In the middle of a heated battle between child soldiers, where guns are made from sticks but the explosions are real, a determined young fighter has a momentary lapse in concentration. He looks to his left to see a female friend completely immersed in the war, and for a split second feels intense fear - the thought that he might lose her here today.
Yet Lord of the Flies allusions aside, kids aren't actually blowing themselves up in backyards across America (though they might be in Palestine, Iraq...). When the final scene reveals a grown man shot by actual bullets, we understand that all that has passed before was a memory of a childhood game. In his mind the reality of his current situation is belied by thoughts of an earlier, more innocent time. This soldier remembers that moment of fear in the forest - perhaps his earliest hint of love - and now realizes that he has indeed lost her (and his youth) forever.
Despite the sticks and stones which define the game, the director includes very realistic emotions and violence in the proceedings to make a direct correlation between childhood experience and adult consequences. We are all veterans of those tumultuous years spent growing up, and we carry the scars of the socialization that occured. It isn't just that we are trained from youth to see life as a two-sided struggle where violence is a neccesity, but our confrontational perception carries over to matters of the heart as well.
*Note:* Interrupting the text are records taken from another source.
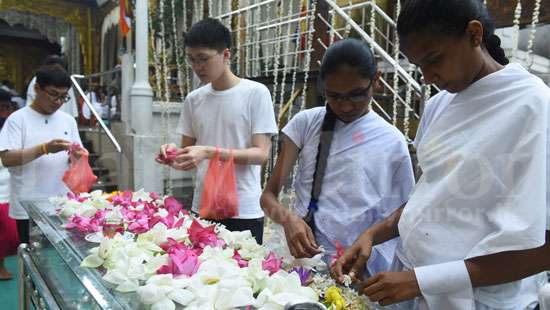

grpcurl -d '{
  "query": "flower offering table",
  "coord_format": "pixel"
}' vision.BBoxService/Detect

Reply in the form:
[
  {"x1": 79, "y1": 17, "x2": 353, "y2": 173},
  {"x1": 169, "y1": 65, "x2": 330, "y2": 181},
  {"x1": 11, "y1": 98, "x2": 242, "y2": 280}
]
[{"x1": 19, "y1": 191, "x2": 380, "y2": 310}]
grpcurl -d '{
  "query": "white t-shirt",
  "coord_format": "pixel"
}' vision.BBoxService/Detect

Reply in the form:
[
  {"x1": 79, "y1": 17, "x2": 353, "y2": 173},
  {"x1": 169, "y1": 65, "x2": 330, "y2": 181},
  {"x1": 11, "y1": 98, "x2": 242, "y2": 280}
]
[
  {"x1": 27, "y1": 76, "x2": 78, "y2": 117},
  {"x1": 0, "y1": 163, "x2": 10, "y2": 203},
  {"x1": 283, "y1": 107, "x2": 414, "y2": 274},
  {"x1": 0, "y1": 106, "x2": 82, "y2": 219},
  {"x1": 397, "y1": 64, "x2": 550, "y2": 309},
  {"x1": 176, "y1": 79, "x2": 277, "y2": 219}
]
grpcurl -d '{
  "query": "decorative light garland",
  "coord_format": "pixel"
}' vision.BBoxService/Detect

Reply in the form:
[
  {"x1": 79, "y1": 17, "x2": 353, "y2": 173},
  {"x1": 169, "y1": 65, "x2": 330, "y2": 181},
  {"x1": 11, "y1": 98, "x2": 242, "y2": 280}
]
[
  {"x1": 403, "y1": 64, "x2": 416, "y2": 139},
  {"x1": 392, "y1": 0, "x2": 401, "y2": 126},
  {"x1": 149, "y1": 11, "x2": 162, "y2": 105},
  {"x1": 182, "y1": 0, "x2": 192, "y2": 96},
  {"x1": 171, "y1": 0, "x2": 185, "y2": 101},
  {"x1": 279, "y1": 0, "x2": 294, "y2": 109},
  {"x1": 369, "y1": 0, "x2": 380, "y2": 49},
  {"x1": 328, "y1": 12, "x2": 336, "y2": 46},
  {"x1": 512, "y1": 0, "x2": 521, "y2": 59},
  {"x1": 300, "y1": 1, "x2": 317, "y2": 111},
  {"x1": 344, "y1": 0, "x2": 353, "y2": 38},
  {"x1": 235, "y1": 0, "x2": 242, "y2": 76},
  {"x1": 527, "y1": 0, "x2": 541, "y2": 68},
  {"x1": 159, "y1": 0, "x2": 172, "y2": 195}
]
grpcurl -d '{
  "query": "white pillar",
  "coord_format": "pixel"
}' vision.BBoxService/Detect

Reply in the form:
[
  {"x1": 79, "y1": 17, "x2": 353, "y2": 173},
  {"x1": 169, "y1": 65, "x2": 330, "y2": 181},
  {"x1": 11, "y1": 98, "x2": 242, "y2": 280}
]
[
  {"x1": 130, "y1": 0, "x2": 162, "y2": 192},
  {"x1": 131, "y1": 0, "x2": 153, "y2": 135},
  {"x1": 120, "y1": 53, "x2": 134, "y2": 126}
]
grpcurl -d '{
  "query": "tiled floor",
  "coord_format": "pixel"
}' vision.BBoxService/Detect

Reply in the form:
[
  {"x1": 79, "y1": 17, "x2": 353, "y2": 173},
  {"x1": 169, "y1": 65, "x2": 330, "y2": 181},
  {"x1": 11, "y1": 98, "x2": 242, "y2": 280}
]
[{"x1": 0, "y1": 256, "x2": 19, "y2": 310}]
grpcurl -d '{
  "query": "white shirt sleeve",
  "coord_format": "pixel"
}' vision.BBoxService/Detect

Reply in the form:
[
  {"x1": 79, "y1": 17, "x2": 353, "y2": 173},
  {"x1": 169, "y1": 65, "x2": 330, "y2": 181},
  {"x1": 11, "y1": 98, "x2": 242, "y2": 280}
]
[
  {"x1": 282, "y1": 110, "x2": 308, "y2": 149},
  {"x1": 252, "y1": 86, "x2": 278, "y2": 134},
  {"x1": 71, "y1": 119, "x2": 82, "y2": 146},
  {"x1": 414, "y1": 260, "x2": 474, "y2": 309},
  {"x1": 380, "y1": 151, "x2": 415, "y2": 218},
  {"x1": 27, "y1": 76, "x2": 36, "y2": 105},
  {"x1": 176, "y1": 99, "x2": 196, "y2": 138},
  {"x1": 0, "y1": 114, "x2": 23, "y2": 151}
]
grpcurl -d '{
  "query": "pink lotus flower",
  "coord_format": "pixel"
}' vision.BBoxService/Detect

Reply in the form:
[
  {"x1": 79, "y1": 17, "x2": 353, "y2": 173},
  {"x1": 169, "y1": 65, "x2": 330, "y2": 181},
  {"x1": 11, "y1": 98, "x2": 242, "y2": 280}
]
[
  {"x1": 157, "y1": 242, "x2": 200, "y2": 277},
  {"x1": 160, "y1": 238, "x2": 187, "y2": 253},
  {"x1": 156, "y1": 148, "x2": 178, "y2": 165},
  {"x1": 67, "y1": 192, "x2": 88, "y2": 202},
  {"x1": 233, "y1": 250, "x2": 248, "y2": 268},
  {"x1": 128, "y1": 215, "x2": 150, "y2": 234},
  {"x1": 188, "y1": 219, "x2": 225, "y2": 248},
  {"x1": 262, "y1": 252, "x2": 283, "y2": 275},
  {"x1": 164, "y1": 196, "x2": 183, "y2": 215},
  {"x1": 65, "y1": 215, "x2": 101, "y2": 233},
  {"x1": 149, "y1": 192, "x2": 160, "y2": 200},
  {"x1": 112, "y1": 191, "x2": 132, "y2": 207},
  {"x1": 330, "y1": 240, "x2": 346, "y2": 265}
]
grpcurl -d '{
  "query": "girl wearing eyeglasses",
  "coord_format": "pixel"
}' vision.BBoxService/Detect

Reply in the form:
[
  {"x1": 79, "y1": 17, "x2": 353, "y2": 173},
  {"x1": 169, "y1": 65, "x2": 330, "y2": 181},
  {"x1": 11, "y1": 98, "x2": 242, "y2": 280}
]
[
  {"x1": 261, "y1": 39, "x2": 414, "y2": 273},
  {"x1": 334, "y1": 0, "x2": 550, "y2": 310}
]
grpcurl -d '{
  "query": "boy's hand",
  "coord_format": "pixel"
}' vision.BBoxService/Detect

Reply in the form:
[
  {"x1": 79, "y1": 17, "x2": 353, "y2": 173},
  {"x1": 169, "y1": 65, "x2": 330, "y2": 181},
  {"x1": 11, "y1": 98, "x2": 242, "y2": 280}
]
[
  {"x1": 46, "y1": 139, "x2": 71, "y2": 153},
  {"x1": 330, "y1": 231, "x2": 372, "y2": 283},
  {"x1": 282, "y1": 214, "x2": 321, "y2": 258},
  {"x1": 155, "y1": 143, "x2": 178, "y2": 165},
  {"x1": 362, "y1": 271, "x2": 420, "y2": 306},
  {"x1": 171, "y1": 145, "x2": 209, "y2": 170}
]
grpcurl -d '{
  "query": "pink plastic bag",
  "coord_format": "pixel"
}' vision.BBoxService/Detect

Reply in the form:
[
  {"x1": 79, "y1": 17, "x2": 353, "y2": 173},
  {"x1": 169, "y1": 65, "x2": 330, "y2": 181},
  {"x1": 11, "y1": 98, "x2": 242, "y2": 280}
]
[
  {"x1": 199, "y1": 149, "x2": 239, "y2": 220},
  {"x1": 63, "y1": 146, "x2": 97, "y2": 194}
]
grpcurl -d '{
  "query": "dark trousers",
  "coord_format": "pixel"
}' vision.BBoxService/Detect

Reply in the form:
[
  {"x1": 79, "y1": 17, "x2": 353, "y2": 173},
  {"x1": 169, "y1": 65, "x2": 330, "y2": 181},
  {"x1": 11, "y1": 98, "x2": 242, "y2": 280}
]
[
  {"x1": 15, "y1": 220, "x2": 29, "y2": 244},
  {"x1": 213, "y1": 217, "x2": 264, "y2": 244}
]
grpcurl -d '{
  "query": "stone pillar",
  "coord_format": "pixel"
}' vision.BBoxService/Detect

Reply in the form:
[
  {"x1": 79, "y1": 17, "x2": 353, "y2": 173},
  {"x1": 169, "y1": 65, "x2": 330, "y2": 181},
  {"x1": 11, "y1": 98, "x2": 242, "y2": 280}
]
[
  {"x1": 131, "y1": 0, "x2": 153, "y2": 135},
  {"x1": 129, "y1": 0, "x2": 162, "y2": 192}
]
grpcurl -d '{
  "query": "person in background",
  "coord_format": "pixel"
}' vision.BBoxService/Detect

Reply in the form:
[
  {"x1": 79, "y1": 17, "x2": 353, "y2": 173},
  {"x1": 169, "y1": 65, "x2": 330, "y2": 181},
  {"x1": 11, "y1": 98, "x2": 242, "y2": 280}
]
[
  {"x1": 160, "y1": 18, "x2": 277, "y2": 244},
  {"x1": 333, "y1": 0, "x2": 550, "y2": 310},
  {"x1": 0, "y1": 64, "x2": 85, "y2": 243},
  {"x1": 261, "y1": 39, "x2": 414, "y2": 274},
  {"x1": 0, "y1": 89, "x2": 19, "y2": 280},
  {"x1": 27, "y1": 55, "x2": 78, "y2": 117}
]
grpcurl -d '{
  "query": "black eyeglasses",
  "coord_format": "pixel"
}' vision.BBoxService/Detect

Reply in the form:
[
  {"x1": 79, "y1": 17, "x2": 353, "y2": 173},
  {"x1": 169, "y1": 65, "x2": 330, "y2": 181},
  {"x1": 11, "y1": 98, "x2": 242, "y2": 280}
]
[
  {"x1": 43, "y1": 89, "x2": 71, "y2": 103},
  {"x1": 325, "y1": 80, "x2": 373, "y2": 103},
  {"x1": 185, "y1": 53, "x2": 221, "y2": 67}
]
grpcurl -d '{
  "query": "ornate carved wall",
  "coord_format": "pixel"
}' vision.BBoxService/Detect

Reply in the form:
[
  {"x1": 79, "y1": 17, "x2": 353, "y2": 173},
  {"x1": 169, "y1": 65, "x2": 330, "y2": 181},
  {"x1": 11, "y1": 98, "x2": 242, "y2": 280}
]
[{"x1": 0, "y1": 0, "x2": 101, "y2": 73}]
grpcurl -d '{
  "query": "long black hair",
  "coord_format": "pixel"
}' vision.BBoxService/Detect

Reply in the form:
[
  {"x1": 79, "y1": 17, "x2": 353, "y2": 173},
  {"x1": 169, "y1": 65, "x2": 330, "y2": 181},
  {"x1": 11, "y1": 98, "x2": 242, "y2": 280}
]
[
  {"x1": 311, "y1": 39, "x2": 377, "y2": 207},
  {"x1": 397, "y1": 0, "x2": 509, "y2": 65}
]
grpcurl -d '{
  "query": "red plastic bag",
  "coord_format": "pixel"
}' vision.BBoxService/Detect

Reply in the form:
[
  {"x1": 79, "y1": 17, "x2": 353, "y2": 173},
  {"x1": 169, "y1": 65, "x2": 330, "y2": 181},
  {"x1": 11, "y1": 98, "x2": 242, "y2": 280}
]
[
  {"x1": 63, "y1": 146, "x2": 97, "y2": 194},
  {"x1": 199, "y1": 149, "x2": 239, "y2": 220}
]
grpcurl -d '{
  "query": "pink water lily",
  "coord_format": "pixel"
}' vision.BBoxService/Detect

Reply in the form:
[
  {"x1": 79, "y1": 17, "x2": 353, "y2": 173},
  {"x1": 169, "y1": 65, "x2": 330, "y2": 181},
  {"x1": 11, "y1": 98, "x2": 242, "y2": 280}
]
[
  {"x1": 233, "y1": 250, "x2": 248, "y2": 268},
  {"x1": 188, "y1": 219, "x2": 225, "y2": 248},
  {"x1": 164, "y1": 196, "x2": 183, "y2": 215},
  {"x1": 157, "y1": 242, "x2": 200, "y2": 277},
  {"x1": 262, "y1": 252, "x2": 283, "y2": 275},
  {"x1": 330, "y1": 240, "x2": 346, "y2": 265},
  {"x1": 149, "y1": 192, "x2": 160, "y2": 200},
  {"x1": 112, "y1": 191, "x2": 132, "y2": 207},
  {"x1": 128, "y1": 216, "x2": 150, "y2": 234},
  {"x1": 67, "y1": 192, "x2": 88, "y2": 202},
  {"x1": 65, "y1": 215, "x2": 101, "y2": 233}
]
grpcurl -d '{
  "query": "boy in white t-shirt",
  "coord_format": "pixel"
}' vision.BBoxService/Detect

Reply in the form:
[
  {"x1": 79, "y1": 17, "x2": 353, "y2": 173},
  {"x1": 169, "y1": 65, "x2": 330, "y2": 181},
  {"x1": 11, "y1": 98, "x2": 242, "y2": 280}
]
[
  {"x1": 161, "y1": 18, "x2": 277, "y2": 243},
  {"x1": 0, "y1": 65, "x2": 82, "y2": 243}
]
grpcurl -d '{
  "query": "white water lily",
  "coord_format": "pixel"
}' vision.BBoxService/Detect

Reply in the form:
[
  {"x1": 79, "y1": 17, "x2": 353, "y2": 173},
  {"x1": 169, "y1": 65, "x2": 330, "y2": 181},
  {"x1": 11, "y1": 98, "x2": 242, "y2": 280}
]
[
  {"x1": 132, "y1": 188, "x2": 153, "y2": 202},
  {"x1": 155, "y1": 209, "x2": 168, "y2": 217},
  {"x1": 255, "y1": 271, "x2": 319, "y2": 309}
]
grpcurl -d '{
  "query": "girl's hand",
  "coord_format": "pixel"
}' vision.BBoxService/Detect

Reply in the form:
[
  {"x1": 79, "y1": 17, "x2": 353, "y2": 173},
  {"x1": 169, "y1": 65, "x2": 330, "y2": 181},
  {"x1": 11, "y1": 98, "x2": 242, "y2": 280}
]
[
  {"x1": 330, "y1": 230, "x2": 372, "y2": 283},
  {"x1": 282, "y1": 214, "x2": 321, "y2": 258},
  {"x1": 171, "y1": 145, "x2": 209, "y2": 170},
  {"x1": 362, "y1": 271, "x2": 421, "y2": 306}
]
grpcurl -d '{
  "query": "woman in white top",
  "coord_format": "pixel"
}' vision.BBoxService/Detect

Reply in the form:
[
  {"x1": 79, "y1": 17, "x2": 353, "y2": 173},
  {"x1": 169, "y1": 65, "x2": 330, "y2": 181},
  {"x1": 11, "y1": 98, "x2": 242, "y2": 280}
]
[
  {"x1": 0, "y1": 89, "x2": 19, "y2": 280},
  {"x1": 261, "y1": 39, "x2": 414, "y2": 273},
  {"x1": 333, "y1": 0, "x2": 550, "y2": 310}
]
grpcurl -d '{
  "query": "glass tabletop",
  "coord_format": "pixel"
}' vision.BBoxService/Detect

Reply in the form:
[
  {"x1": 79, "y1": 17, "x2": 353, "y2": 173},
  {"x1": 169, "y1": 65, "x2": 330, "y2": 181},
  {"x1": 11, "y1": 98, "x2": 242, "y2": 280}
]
[{"x1": 21, "y1": 200, "x2": 146, "y2": 309}]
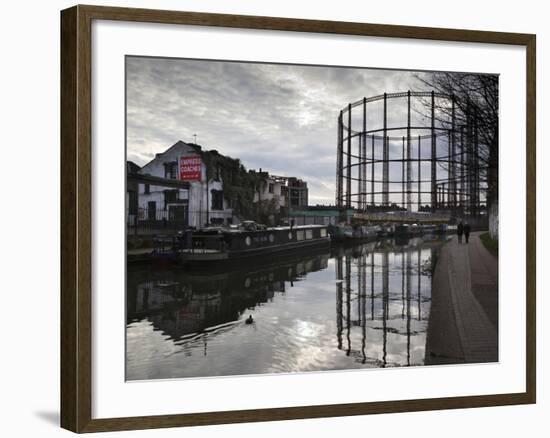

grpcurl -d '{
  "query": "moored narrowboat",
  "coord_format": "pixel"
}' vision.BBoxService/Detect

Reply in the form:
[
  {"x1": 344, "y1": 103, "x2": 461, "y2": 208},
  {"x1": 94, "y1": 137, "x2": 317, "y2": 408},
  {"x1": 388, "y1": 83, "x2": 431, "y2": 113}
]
[{"x1": 158, "y1": 225, "x2": 330, "y2": 264}]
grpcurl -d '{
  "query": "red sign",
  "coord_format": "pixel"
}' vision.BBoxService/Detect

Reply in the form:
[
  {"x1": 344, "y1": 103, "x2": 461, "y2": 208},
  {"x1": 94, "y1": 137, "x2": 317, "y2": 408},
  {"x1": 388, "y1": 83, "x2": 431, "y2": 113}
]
[{"x1": 180, "y1": 156, "x2": 202, "y2": 181}]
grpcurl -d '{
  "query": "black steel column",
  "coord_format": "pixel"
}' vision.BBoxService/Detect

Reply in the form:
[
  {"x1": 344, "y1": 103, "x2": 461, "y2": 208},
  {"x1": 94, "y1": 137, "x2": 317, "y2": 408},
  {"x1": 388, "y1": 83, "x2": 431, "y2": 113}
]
[
  {"x1": 370, "y1": 134, "x2": 375, "y2": 206},
  {"x1": 407, "y1": 90, "x2": 412, "y2": 211},
  {"x1": 418, "y1": 135, "x2": 422, "y2": 211},
  {"x1": 474, "y1": 110, "x2": 481, "y2": 216},
  {"x1": 431, "y1": 91, "x2": 437, "y2": 208},
  {"x1": 336, "y1": 111, "x2": 344, "y2": 207},
  {"x1": 382, "y1": 93, "x2": 390, "y2": 206},
  {"x1": 451, "y1": 96, "x2": 457, "y2": 209},
  {"x1": 361, "y1": 97, "x2": 367, "y2": 210},
  {"x1": 460, "y1": 126, "x2": 466, "y2": 213},
  {"x1": 401, "y1": 137, "x2": 407, "y2": 208},
  {"x1": 447, "y1": 130, "x2": 453, "y2": 208},
  {"x1": 346, "y1": 103, "x2": 351, "y2": 208}
]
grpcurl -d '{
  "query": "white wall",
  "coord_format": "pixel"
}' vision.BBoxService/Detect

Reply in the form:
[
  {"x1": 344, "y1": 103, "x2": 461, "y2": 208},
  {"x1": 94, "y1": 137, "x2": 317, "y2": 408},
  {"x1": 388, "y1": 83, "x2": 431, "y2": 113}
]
[
  {"x1": 138, "y1": 143, "x2": 232, "y2": 227},
  {"x1": 0, "y1": 0, "x2": 550, "y2": 438}
]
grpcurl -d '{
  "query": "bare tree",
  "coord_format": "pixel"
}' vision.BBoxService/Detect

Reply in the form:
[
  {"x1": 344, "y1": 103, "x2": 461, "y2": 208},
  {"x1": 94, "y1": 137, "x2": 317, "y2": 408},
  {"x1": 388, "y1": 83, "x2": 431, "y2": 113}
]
[{"x1": 418, "y1": 72, "x2": 498, "y2": 205}]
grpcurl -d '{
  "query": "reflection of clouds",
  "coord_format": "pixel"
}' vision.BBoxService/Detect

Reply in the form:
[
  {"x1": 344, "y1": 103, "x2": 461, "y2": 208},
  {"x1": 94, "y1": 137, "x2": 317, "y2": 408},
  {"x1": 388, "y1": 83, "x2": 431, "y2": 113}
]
[
  {"x1": 127, "y1": 57, "x2": 430, "y2": 203},
  {"x1": 127, "y1": 244, "x2": 440, "y2": 380}
]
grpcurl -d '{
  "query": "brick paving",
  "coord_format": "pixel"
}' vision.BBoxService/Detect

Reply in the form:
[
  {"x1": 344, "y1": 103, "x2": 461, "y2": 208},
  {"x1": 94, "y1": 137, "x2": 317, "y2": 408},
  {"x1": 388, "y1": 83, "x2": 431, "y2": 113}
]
[{"x1": 441, "y1": 233, "x2": 498, "y2": 363}]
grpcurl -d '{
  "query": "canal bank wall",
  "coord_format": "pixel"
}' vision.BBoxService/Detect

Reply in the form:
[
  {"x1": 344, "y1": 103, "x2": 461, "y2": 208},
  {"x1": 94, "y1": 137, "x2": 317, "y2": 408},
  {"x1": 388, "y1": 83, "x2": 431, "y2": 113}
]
[{"x1": 425, "y1": 232, "x2": 498, "y2": 365}]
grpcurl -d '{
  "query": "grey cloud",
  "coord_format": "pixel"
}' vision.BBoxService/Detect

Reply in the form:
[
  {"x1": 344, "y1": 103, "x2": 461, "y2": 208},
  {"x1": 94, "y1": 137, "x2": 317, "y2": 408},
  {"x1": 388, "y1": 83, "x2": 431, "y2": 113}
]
[{"x1": 126, "y1": 57, "x2": 444, "y2": 203}]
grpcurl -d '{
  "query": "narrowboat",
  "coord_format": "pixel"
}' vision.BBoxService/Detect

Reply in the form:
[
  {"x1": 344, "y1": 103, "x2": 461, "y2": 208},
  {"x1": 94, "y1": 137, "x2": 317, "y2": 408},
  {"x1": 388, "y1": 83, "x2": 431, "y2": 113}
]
[{"x1": 156, "y1": 224, "x2": 330, "y2": 264}]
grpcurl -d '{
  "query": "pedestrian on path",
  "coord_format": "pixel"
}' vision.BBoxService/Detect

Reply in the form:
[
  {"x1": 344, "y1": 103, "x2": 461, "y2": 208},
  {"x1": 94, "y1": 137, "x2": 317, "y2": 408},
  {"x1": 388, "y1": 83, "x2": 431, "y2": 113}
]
[
  {"x1": 464, "y1": 223, "x2": 470, "y2": 243},
  {"x1": 456, "y1": 221, "x2": 464, "y2": 243}
]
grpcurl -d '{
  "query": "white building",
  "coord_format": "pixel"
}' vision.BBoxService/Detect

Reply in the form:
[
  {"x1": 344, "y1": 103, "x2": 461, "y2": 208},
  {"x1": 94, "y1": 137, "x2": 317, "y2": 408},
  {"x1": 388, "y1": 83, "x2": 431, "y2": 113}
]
[
  {"x1": 138, "y1": 141, "x2": 233, "y2": 228},
  {"x1": 254, "y1": 173, "x2": 287, "y2": 208}
]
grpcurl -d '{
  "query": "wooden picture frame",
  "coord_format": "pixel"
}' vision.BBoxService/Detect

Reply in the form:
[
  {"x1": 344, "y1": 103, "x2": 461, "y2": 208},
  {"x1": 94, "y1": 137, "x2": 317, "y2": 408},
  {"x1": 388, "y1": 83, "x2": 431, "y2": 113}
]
[{"x1": 61, "y1": 6, "x2": 536, "y2": 432}]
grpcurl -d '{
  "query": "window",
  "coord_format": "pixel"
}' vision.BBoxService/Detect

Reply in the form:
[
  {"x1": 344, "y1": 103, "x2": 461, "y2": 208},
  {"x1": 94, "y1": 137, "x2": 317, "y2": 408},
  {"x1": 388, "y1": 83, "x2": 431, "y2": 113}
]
[
  {"x1": 164, "y1": 161, "x2": 178, "y2": 179},
  {"x1": 128, "y1": 190, "x2": 138, "y2": 214},
  {"x1": 164, "y1": 189, "x2": 179, "y2": 210},
  {"x1": 210, "y1": 190, "x2": 223, "y2": 210}
]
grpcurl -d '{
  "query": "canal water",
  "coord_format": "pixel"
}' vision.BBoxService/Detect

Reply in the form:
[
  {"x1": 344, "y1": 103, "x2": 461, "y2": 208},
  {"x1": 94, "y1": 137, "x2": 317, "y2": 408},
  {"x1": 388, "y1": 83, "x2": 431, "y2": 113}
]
[{"x1": 126, "y1": 238, "x2": 443, "y2": 380}]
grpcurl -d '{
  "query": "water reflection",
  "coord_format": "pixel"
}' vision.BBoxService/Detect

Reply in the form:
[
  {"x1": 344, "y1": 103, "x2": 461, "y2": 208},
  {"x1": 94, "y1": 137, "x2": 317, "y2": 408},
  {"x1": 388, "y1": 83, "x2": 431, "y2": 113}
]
[
  {"x1": 126, "y1": 239, "x2": 446, "y2": 380},
  {"x1": 336, "y1": 239, "x2": 436, "y2": 367}
]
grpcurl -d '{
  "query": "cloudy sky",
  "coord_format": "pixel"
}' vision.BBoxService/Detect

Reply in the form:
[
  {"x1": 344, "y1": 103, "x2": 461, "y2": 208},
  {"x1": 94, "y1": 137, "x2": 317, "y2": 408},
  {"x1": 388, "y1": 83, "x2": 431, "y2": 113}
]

As the band sings of a pained relationship, the camera displays love as a battlefield - where someone is always bound to get hurt.
At the same time it seems the man in the final shot is killed wearing American gear in the desert, and thus likely a victim of the current war in Iraq. By comparison the earlier scenes of violence take place guerilla style in the jungle, which could very well represent Vietnam (there are a few Platoon-esque shots as well). The lesson here being that certain people may have never learned their lesson, and when that happens history is bound to repeat itself.